Le mode 4 de l’Accord général sur le commerce des services (AGCS) vise, au nom de la libre concurrence, à faciliter le commerce mondial des services entre entreprises en permettant un recours accru à des travailleurs migrants détachés. Ce mode 4 s’inscrit dans une tendance plus générale des politiques privilégiant des salariés migrants temporaires envoyés sous contrat de travail et davantage assujettis à l’employeur, au détriment de l’égalité des droits avec les autres travailleurs résidents et au détriment des normes d’emploi appliquées dans le pays d’exercice du travail. Cette tendance s’inscrit dans l’approche utilitariste de l’immigration.

Ce texte paraît aussi dans Plein Droit, la revue du GISTI (groupe d’information et de soutien des immigrés) dans un numéro spécial " Immigrés
 : mode d’emploi " consacré à l’utilitarisme migratoire et à l’exploitation des travailleurs migrants (http://www.gisti.org/publications/plein-droit/index.html ).
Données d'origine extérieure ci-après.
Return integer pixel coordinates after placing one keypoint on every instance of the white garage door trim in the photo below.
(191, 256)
Ce texte résume un document de travail plus complet disponible auprès des auteurs.

Depuis son entrée en vigueur en 1995, l’Accord général sur le commerce des services (AGCS) vise à étendre aux services la logique des accords sur la libéralisation du commerce des biens. A terme, l’objectif est d’éliminer, au nom de la libre concurrence, tous les obstacles qui restreignent le commerce et la liberté des entreprises exportatrices. En septembre 2003 à Cancun, les pays membres de l’Organisation mondiale du commerce (OMC) devaient renégocier l’AGCS dans le but d’étendre la libéralisation du commerce des services à de nouveaux secteurs et à de nouvelles modalités - ou mode - de fourniture des services. Les représentants des différents pays de l’OMC ne sont finalement pas parvenus à un accord mais on a beaucoup parlé à cette occasion du mode 4 de l’AGCS qui permettrait l’envoi de migrants temporaires dans des conditions de travail et de salaire bien plus précaires que celles en vigueur dans le pays d’accueil. En Europe, l’enjeu est d’importance car les services représentent plus des deux tiers des emplois et de la richesse produite.
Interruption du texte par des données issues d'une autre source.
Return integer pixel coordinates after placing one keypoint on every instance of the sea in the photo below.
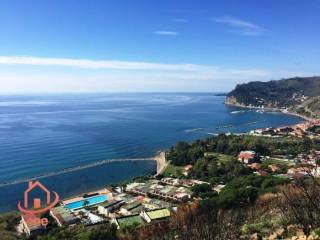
(42, 136)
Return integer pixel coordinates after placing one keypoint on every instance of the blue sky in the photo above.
(163, 45)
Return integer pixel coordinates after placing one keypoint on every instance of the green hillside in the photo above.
(300, 95)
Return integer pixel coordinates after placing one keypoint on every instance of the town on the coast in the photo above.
(154, 199)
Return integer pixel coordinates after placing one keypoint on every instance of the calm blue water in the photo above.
(90, 201)
(47, 133)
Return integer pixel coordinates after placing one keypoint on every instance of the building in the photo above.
(63, 216)
(187, 169)
(130, 208)
(274, 168)
(254, 166)
(108, 207)
(247, 157)
(31, 225)
(133, 220)
(155, 215)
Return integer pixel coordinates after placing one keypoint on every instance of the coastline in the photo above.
(162, 163)
(271, 110)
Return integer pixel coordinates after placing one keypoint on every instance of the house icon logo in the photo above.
(37, 208)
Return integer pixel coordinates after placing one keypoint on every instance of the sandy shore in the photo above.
(161, 162)
(272, 110)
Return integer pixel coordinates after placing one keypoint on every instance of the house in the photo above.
(247, 157)
(88, 218)
(187, 169)
(63, 216)
(218, 188)
(128, 209)
(274, 168)
(153, 215)
(261, 173)
(133, 220)
(108, 207)
(303, 171)
(36, 201)
(254, 166)
(31, 225)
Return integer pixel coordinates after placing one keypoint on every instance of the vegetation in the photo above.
(184, 153)
(8, 222)
(105, 231)
(297, 94)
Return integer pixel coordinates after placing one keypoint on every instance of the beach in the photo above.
(161, 162)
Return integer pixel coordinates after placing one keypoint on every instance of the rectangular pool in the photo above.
(87, 202)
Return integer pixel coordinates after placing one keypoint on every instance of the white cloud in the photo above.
(125, 65)
(69, 75)
(179, 20)
(240, 26)
(96, 64)
(165, 33)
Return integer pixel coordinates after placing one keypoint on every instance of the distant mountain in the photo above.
(298, 95)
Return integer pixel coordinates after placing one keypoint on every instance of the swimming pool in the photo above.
(87, 202)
Immigration et libéralisation des services

L’application du mode 4 de l’AGCS ne constituerait d’ailleurs pas une nouveauté radicale : il se situe dans la prolongement de ce qui existe déjà en matière de détachement de migrants temporaires dans le cadre d’une prestation transfrontalière de service. Cette forme de mobilisation de la main-d’¦uvre étrangère laisse émerger une nouvelle catégorie de travailleur, celle du migrant détaché : il s’agit d’un étranger qui n’a le droit de rester sur le territoire que dans le cadre de sa relation contractuelle avec son employeur et qui est contraint de repartir à tout moment au bon vouloir de l’employeur et, dans tous les cas, au terme du contrat de service. Un tel régime permet de rendre compatible la fermeture des frontières des États les plus développées avec le besoin des entreprises de recourir à des migrants plus malléables et corvéables que ceux déjà présents sur le marché du travail. Dès lors, les termes du débat sur l’avenir de l’immigration doivent être reformulés : l’important n’est pas de savoir quelle sera la quantité de migrants nécessaires au marché du travail comme le laissent penser les discours dominants, mais plutôt quelles seront les conditions juridiques et sociales dans lesquelles les migrants seront maintenus.
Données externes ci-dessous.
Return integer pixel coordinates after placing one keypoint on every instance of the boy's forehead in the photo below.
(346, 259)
La caractéristique principale de l’AGCS est de pousser à une marchandisation accrue des activités humaines en allant beaucoup plus loin qu’une simple extension du commerce des services. L’AGCS couvre tellement de secteurs, que toutes les activités humaines sont potentiellement visées, y compris la santé, les services sociaux, l’éducation, les services récréatifs, culturels et sportifs, la recherche, le tourisme, les transports, les télécommunications, les services d’environnement (eau, énergie..) ou encore les biotechnologies. De plus, l’AGCS suit les règles de l’OMC qui vont beaucoup plus loin que les accords de libre échange du GATT et dépassent le seul commerce proprement dit : tout pays peut contester comme " barrière illégale au commerce " n’importe quelle mesure (loi, décision) nationale ou locale dans un autre pays si cette mesure, par exemple sociale ou environnementale, compromet les avantages ou profits que des entreprises étrangères pouvaient raisonnablement s’attendre à tirer des engagements de l’État au regard de l’accord AGCS.

Des migrants détachés

La logique de libéralisation des échanges défendue par l’OMC vise avant tout à défendre les intérêts des entreprises, et plus particulièrement ceux des pays du Nord. Le mode 4 de l’AGCS est l’une des quatre façons d’exporter un service selon l’AGCS, lorsque ce service est fourni à travers l’envoi temporaire de personnes physiques par une entreprise pour effectuer une prestation de service dans un autre pays. Dans ce cadre, il s’agit de préciser les avantages et les droits des entreprises qui commercent, mais la libre circulation préconisée ne s’applique pas aux personnes, de telle sorte que l’accord reste compatible avec des législations nationales restrictives relatives à l’entrée et au séjour. Le migrant envoyé n’acquiert aucun droit au séjour. Ce processus de libéralisation institutionnalise la catégorie du migrant détaché dont le contrat de travail a été établi dans le pays de départ, avec le risque, si aucune restriction au libre commerce du service n’est prévue, que ce soient les règles sociales du pays de départ qui s’appliquent. A la différence de l’utilisation de travailleurs étrangers sans titre, cette forme de " délocalisation sur place "(1) s’effectuerait non pas dans l’irrégularité mais dans le cadre d’une nouvelle légalité internationale. Une telle logique de dumping social à travers le mode 4 s’inscrit dans la continuité du principe de libre échange tel qu’il est défendu au sein de l’OMC. L’envoi pour des durées de travailleurs détachés permettrait de mettre en concurrence directe des systèmes productifs différents et de faire pression sur les salaires. Le secrétariat de l’OMC écrivait ainsi à propos des services de santé : " Les bénéfices significatifs ne viendront pas tant de la construction et de la gestion des hôpitaux, etc., que de la possibilité d’y employer un personnel plus qualifié, plus efficace et/ou moins cher que celui qui pourrait se trouver sur le marché du travail local "(2) . Face à cette logique potentiellement destructrice pour les systèmes sociaux les plus développés, des organisations syndicales ont d’ailleurs demandé des garanties telles que la protection des travailleurs migrants contre toute forme de discrimination, le respect des normes de travail internationales et des lois nationales sur le travail et la sécurité sociale et le respect des accords collectifs (3).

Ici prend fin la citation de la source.